Policy level security refers to design-time policies and procedures. The policy-level approach typically doesn’t deal with the underlying technology, nor security tools and technology, but addresses security threats through rules, governance, procedures, and education. There are legal issues here as well: Sarbanes-Oxley compliance, for example, or the use of published polices that could protect corporate assets and provide a means to fire employees who violate those policies.
To create a security policy for mashups, you need to run through the use cases and examine how the information and behavior of the underlying corporate systems should be protected. Most enterprises have existing guidelines for security, including policies that may state that data can’t be transmitted outside the firewall without encryption, or that all use of information within a mashup needs to be reported to IT -- or, in some instances, that mashups are not allowed at all.
Indeed, the knee-jerk reaction to mashups has been to not allow mashups before the security organization can wrap its arms around the risks – in much the same way that the Web was initially branded a liability and temporarily banned in many large corporations a dozen years ago. In hindsight, they were right. But just as the obvious value of the Web overcame worry about risks, so will the value of mashups as balanced security polices emerge.
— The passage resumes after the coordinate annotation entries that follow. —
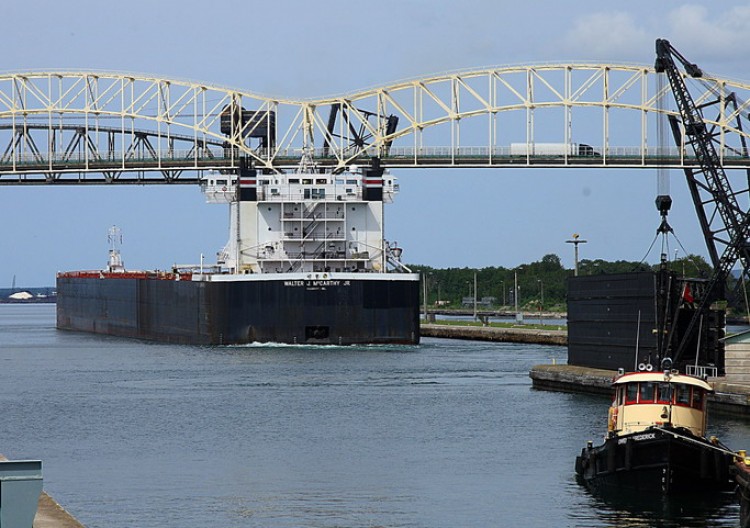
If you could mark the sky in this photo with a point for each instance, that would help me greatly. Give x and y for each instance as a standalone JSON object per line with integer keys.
{"x": 442, "y": 218}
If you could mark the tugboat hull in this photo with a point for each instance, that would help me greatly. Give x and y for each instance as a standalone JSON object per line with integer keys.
{"x": 655, "y": 461}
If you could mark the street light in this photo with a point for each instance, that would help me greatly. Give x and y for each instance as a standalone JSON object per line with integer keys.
{"x": 575, "y": 242}
{"x": 475, "y": 295}
{"x": 541, "y": 299}
{"x": 519, "y": 316}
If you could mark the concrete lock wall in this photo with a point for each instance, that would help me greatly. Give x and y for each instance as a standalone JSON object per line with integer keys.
{"x": 20, "y": 487}
{"x": 737, "y": 362}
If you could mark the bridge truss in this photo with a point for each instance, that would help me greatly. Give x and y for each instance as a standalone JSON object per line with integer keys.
{"x": 97, "y": 127}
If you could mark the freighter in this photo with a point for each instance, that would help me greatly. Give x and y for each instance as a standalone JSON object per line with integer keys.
{"x": 306, "y": 263}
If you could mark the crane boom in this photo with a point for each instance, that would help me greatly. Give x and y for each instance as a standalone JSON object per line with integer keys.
{"x": 711, "y": 178}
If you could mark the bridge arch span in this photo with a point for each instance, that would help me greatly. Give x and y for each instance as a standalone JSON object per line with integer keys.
{"x": 111, "y": 127}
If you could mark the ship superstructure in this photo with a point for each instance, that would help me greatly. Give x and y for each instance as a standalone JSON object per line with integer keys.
{"x": 306, "y": 221}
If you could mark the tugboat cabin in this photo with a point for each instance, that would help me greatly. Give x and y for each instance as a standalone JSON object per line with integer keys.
{"x": 644, "y": 399}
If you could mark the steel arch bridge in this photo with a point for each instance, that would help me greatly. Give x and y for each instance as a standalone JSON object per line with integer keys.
{"x": 99, "y": 127}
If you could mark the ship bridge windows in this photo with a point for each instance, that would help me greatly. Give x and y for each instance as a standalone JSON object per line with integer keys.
{"x": 314, "y": 194}
{"x": 665, "y": 393}
{"x": 680, "y": 394}
{"x": 647, "y": 393}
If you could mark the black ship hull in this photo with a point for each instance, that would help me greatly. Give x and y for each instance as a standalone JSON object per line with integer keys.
{"x": 338, "y": 310}
{"x": 655, "y": 462}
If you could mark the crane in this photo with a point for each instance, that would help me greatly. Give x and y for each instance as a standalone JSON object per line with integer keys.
{"x": 709, "y": 186}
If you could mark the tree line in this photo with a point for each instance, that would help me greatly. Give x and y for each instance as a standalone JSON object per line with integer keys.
{"x": 541, "y": 284}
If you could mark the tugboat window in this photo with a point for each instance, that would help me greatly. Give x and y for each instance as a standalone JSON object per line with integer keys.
{"x": 697, "y": 398}
{"x": 631, "y": 394}
{"x": 683, "y": 394}
{"x": 647, "y": 393}
{"x": 665, "y": 393}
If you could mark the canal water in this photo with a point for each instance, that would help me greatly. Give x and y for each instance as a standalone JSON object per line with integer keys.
{"x": 444, "y": 434}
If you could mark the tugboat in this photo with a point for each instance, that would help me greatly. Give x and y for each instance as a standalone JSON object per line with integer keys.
{"x": 656, "y": 441}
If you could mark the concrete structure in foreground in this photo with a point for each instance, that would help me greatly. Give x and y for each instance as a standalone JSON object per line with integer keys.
{"x": 50, "y": 514}
{"x": 491, "y": 333}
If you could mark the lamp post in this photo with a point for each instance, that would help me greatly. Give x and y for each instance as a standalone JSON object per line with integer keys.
{"x": 424, "y": 295}
{"x": 541, "y": 299}
{"x": 475, "y": 295}
{"x": 519, "y": 316}
{"x": 575, "y": 243}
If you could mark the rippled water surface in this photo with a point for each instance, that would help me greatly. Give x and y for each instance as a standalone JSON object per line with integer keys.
{"x": 444, "y": 434}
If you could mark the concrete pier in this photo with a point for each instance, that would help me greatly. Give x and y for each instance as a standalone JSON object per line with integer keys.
{"x": 492, "y": 333}
{"x": 50, "y": 514}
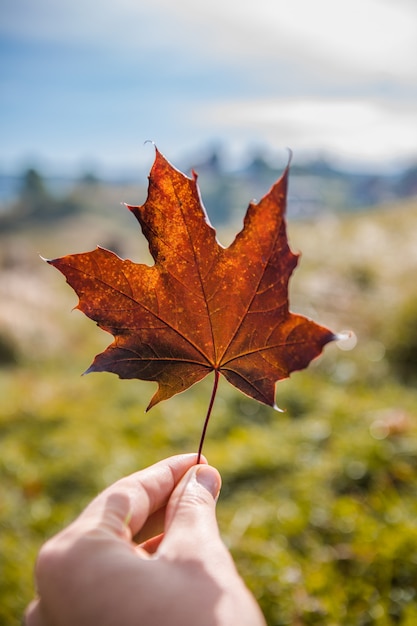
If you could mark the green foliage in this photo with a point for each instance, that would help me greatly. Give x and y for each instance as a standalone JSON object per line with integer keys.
{"x": 402, "y": 347}
{"x": 319, "y": 503}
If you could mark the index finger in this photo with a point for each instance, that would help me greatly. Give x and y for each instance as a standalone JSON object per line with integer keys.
{"x": 146, "y": 491}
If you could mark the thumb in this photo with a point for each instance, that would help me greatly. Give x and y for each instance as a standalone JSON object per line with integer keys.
{"x": 190, "y": 522}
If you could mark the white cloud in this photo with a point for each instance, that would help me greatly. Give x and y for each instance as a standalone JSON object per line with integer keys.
{"x": 361, "y": 130}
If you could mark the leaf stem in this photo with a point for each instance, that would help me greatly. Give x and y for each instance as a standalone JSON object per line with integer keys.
{"x": 206, "y": 421}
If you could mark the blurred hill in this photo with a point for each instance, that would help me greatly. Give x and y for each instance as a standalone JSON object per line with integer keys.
{"x": 319, "y": 503}
{"x": 315, "y": 187}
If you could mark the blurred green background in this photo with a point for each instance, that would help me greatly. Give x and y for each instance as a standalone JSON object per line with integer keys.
{"x": 319, "y": 503}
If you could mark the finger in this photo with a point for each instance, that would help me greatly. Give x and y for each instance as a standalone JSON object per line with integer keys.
{"x": 191, "y": 526}
{"x": 34, "y": 615}
{"x": 130, "y": 501}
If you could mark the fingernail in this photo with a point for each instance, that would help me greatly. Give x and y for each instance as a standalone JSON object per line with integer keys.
{"x": 209, "y": 478}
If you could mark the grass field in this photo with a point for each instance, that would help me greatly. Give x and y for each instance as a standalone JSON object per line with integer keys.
{"x": 319, "y": 503}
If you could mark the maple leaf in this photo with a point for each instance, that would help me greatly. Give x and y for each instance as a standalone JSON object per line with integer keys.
{"x": 201, "y": 307}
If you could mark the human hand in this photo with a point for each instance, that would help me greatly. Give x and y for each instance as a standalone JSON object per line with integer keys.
{"x": 93, "y": 573}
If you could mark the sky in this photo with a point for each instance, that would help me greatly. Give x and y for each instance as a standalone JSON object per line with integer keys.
{"x": 83, "y": 85}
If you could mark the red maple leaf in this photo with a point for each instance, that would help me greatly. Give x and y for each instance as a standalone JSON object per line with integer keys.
{"x": 201, "y": 307}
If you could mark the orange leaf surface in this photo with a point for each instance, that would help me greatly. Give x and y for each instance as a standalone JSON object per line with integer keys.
{"x": 201, "y": 307}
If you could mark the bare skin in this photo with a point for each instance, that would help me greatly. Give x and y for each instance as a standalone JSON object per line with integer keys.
{"x": 180, "y": 573}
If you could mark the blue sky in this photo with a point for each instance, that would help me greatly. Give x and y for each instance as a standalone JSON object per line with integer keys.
{"x": 85, "y": 84}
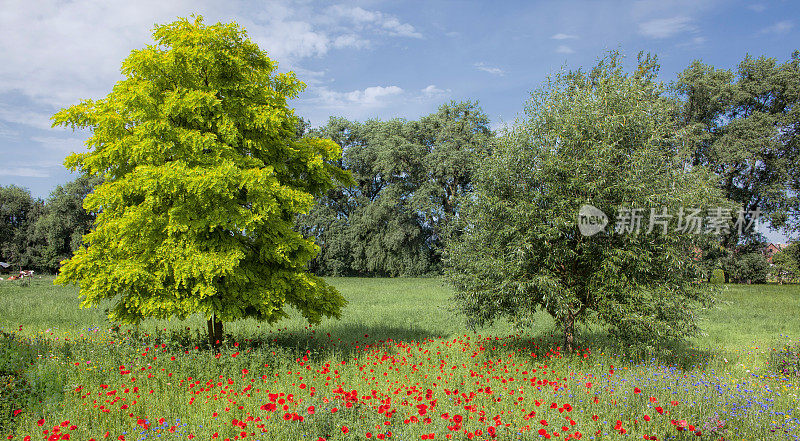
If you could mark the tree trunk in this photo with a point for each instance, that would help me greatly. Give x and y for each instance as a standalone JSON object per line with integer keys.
{"x": 214, "y": 333}
{"x": 569, "y": 332}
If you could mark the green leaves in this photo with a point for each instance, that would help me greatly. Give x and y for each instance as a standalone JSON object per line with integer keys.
{"x": 604, "y": 138}
{"x": 203, "y": 177}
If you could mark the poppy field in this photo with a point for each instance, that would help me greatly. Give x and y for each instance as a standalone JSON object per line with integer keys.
{"x": 399, "y": 365}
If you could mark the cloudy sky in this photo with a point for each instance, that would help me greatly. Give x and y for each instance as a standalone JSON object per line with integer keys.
{"x": 360, "y": 60}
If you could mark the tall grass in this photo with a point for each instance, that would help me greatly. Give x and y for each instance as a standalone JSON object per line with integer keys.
{"x": 400, "y": 339}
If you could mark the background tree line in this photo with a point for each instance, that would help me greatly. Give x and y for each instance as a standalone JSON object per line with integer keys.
{"x": 411, "y": 176}
{"x": 38, "y": 234}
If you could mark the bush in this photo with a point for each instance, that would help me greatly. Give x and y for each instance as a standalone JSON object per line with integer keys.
{"x": 717, "y": 276}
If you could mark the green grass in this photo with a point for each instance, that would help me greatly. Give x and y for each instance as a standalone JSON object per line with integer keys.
{"x": 399, "y": 338}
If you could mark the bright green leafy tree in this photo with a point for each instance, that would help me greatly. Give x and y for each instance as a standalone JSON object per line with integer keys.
{"x": 605, "y": 138}
{"x": 203, "y": 176}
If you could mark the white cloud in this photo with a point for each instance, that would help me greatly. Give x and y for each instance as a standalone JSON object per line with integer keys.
{"x": 6, "y": 132}
{"x": 16, "y": 115}
{"x": 665, "y": 27}
{"x": 24, "y": 172}
{"x": 63, "y": 146}
{"x": 374, "y": 96}
{"x": 780, "y": 27}
{"x": 374, "y": 21}
{"x": 432, "y": 90}
{"x": 56, "y": 53}
{"x": 350, "y": 40}
{"x": 491, "y": 69}
{"x": 563, "y": 49}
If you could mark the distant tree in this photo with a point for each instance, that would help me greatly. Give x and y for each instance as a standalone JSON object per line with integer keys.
{"x": 786, "y": 263}
{"x": 409, "y": 177}
{"x": 203, "y": 176}
{"x": 59, "y": 230}
{"x": 605, "y": 138}
{"x": 745, "y": 127}
{"x": 18, "y": 212}
{"x": 457, "y": 138}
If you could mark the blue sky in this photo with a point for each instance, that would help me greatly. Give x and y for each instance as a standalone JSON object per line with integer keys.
{"x": 361, "y": 60}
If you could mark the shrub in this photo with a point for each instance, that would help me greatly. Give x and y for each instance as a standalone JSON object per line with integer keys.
{"x": 718, "y": 276}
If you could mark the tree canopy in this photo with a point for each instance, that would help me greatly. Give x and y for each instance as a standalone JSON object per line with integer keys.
{"x": 745, "y": 127}
{"x": 203, "y": 175}
{"x": 409, "y": 178}
{"x": 603, "y": 138}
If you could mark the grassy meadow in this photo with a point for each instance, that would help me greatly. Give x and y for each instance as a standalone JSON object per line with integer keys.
{"x": 398, "y": 365}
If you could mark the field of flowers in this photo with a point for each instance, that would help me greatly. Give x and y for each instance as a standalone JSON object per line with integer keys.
{"x": 87, "y": 380}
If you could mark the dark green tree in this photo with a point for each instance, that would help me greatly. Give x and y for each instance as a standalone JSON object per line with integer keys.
{"x": 745, "y": 127}
{"x": 604, "y": 138}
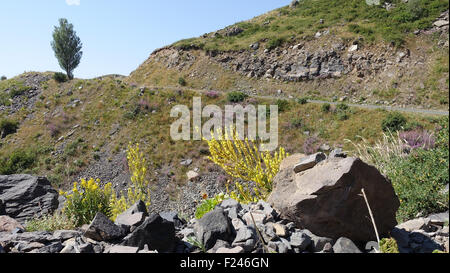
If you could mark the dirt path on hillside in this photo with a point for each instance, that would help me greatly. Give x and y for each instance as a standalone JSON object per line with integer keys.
{"x": 363, "y": 106}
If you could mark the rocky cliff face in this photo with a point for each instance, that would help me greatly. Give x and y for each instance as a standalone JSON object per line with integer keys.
{"x": 327, "y": 65}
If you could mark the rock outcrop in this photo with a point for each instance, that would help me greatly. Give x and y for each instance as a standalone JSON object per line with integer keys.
{"x": 27, "y": 196}
{"x": 327, "y": 199}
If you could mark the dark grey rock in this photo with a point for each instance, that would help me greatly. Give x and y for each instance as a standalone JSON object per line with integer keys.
{"x": 317, "y": 242}
{"x": 345, "y": 245}
{"x": 173, "y": 217}
{"x": 133, "y": 216}
{"x": 309, "y": 162}
{"x": 156, "y": 232}
{"x": 66, "y": 234}
{"x": 230, "y": 203}
{"x": 51, "y": 248}
{"x": 372, "y": 247}
{"x": 103, "y": 229}
{"x": 2, "y": 208}
{"x": 300, "y": 241}
{"x": 337, "y": 153}
{"x": 401, "y": 236}
{"x": 26, "y": 196}
{"x": 219, "y": 244}
{"x": 327, "y": 199}
{"x": 212, "y": 226}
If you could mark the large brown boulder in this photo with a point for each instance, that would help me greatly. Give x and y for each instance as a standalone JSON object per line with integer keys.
{"x": 327, "y": 199}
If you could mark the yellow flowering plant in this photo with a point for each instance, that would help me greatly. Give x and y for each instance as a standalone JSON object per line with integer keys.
{"x": 242, "y": 159}
{"x": 86, "y": 199}
{"x": 140, "y": 186}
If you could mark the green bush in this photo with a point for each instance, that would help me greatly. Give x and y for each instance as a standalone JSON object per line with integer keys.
{"x": 326, "y": 107}
{"x": 302, "y": 100}
{"x": 393, "y": 122}
{"x": 274, "y": 43}
{"x": 342, "y": 111}
{"x": 182, "y": 81}
{"x": 419, "y": 178}
{"x": 283, "y": 105}
{"x": 18, "y": 161}
{"x": 236, "y": 96}
{"x": 208, "y": 205}
{"x": 60, "y": 77}
{"x": 8, "y": 127}
{"x": 57, "y": 221}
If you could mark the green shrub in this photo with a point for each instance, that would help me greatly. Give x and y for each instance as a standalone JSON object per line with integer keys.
{"x": 342, "y": 107}
{"x": 87, "y": 199}
{"x": 18, "y": 161}
{"x": 388, "y": 245}
{"x": 57, "y": 221}
{"x": 8, "y": 127}
{"x": 208, "y": 205}
{"x": 283, "y": 105}
{"x": 326, "y": 107}
{"x": 296, "y": 122}
{"x": 393, "y": 122}
{"x": 182, "y": 81}
{"x": 342, "y": 111}
{"x": 60, "y": 77}
{"x": 419, "y": 178}
{"x": 274, "y": 43}
{"x": 236, "y": 96}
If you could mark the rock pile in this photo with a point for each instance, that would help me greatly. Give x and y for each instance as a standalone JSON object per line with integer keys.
{"x": 324, "y": 196}
{"x": 230, "y": 228}
{"x": 25, "y": 196}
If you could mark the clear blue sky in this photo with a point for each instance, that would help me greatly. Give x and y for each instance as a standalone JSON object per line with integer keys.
{"x": 117, "y": 35}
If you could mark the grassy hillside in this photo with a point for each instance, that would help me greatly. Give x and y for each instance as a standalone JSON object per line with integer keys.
{"x": 420, "y": 80}
{"x": 76, "y": 124}
{"x": 348, "y": 18}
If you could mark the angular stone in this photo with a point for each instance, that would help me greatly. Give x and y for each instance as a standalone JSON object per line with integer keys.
{"x": 415, "y": 224}
{"x": 103, "y": 229}
{"x": 440, "y": 23}
{"x": 52, "y": 248}
{"x": 234, "y": 250}
{"x": 212, "y": 226}
{"x": 219, "y": 244}
{"x": 8, "y": 224}
{"x": 64, "y": 235}
{"x": 244, "y": 234}
{"x": 258, "y": 216}
{"x": 372, "y": 247}
{"x": 401, "y": 236}
{"x": 327, "y": 199}
{"x": 156, "y": 232}
{"x": 345, "y": 245}
{"x": 2, "y": 208}
{"x": 123, "y": 249}
{"x": 26, "y": 247}
{"x": 317, "y": 242}
{"x": 300, "y": 240}
{"x": 337, "y": 153}
{"x": 309, "y": 162}
{"x": 27, "y": 196}
{"x": 173, "y": 217}
{"x": 230, "y": 203}
{"x": 192, "y": 175}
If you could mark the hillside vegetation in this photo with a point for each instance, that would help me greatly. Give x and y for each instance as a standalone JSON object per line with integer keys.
{"x": 349, "y": 18}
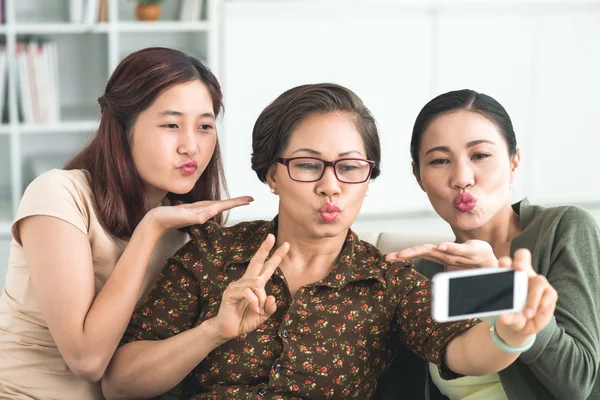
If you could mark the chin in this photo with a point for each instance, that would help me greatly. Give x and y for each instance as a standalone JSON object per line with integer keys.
{"x": 181, "y": 189}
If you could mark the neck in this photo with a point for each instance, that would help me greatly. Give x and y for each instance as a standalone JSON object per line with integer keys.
{"x": 498, "y": 232}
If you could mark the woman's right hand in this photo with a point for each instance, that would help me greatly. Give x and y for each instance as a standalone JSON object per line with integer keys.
{"x": 245, "y": 304}
{"x": 166, "y": 218}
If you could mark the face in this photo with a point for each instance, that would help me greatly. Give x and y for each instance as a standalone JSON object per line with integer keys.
{"x": 465, "y": 169}
{"x": 174, "y": 139}
{"x": 327, "y": 207}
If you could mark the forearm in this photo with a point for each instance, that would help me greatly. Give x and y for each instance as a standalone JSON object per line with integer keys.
{"x": 149, "y": 368}
{"x": 112, "y": 308}
{"x": 474, "y": 352}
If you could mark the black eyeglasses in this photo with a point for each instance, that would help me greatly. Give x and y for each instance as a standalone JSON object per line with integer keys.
{"x": 311, "y": 169}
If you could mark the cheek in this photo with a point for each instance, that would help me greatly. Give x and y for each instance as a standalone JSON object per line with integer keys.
{"x": 433, "y": 183}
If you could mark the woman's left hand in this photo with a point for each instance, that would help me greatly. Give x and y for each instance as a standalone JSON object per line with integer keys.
{"x": 470, "y": 254}
{"x": 516, "y": 328}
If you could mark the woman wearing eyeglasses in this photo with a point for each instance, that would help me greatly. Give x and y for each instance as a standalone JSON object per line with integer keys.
{"x": 299, "y": 307}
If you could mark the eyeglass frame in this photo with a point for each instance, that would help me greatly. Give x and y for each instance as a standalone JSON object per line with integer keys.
{"x": 286, "y": 162}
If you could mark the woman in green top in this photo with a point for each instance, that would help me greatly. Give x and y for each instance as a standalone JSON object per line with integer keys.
{"x": 465, "y": 157}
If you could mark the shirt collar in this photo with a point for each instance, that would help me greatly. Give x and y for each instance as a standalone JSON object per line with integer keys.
{"x": 358, "y": 261}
Data-access level security controls access to underlying databases and data stores, ensuring that information leveraged by mashups won’t be compromised. While policy applies here as well, this is mostly a matter of technology to provide the protection, or layers of security between the data and the mashup.
Security at the data-access level is pretty traditional, including password protection at the database, table, and record levels. The mashup must provide credentials in order to consume the data from the data store, but what the mashup does with that information is out of the control of the data-access level security mechanism. That’s where published policies take over…we hope.
Service-access level security is similar to that of security at the data level. Services may exist as part of ERP or CRM applications, for instance, or as new services built in support of an SOA. Typically, but not always, services are accessed via Web service protocols. Services can be mashed up with either presentation- or data-centric mashups -- and therefore must be treated as services that can produce both information and/or behavior. Either way, they must be protected.
Security at the services level depends upon the system in which the services reside. SAP, for instance, employs its own security subsystem to validate access to its APIs or Web services. The mashup must provide the proper credentials in order to access the service or API, but after that, it’s still available for access within the mashup and perhaps to external Web applications as well. So as with data-access level security, a lot depends on the care of the mashup builder.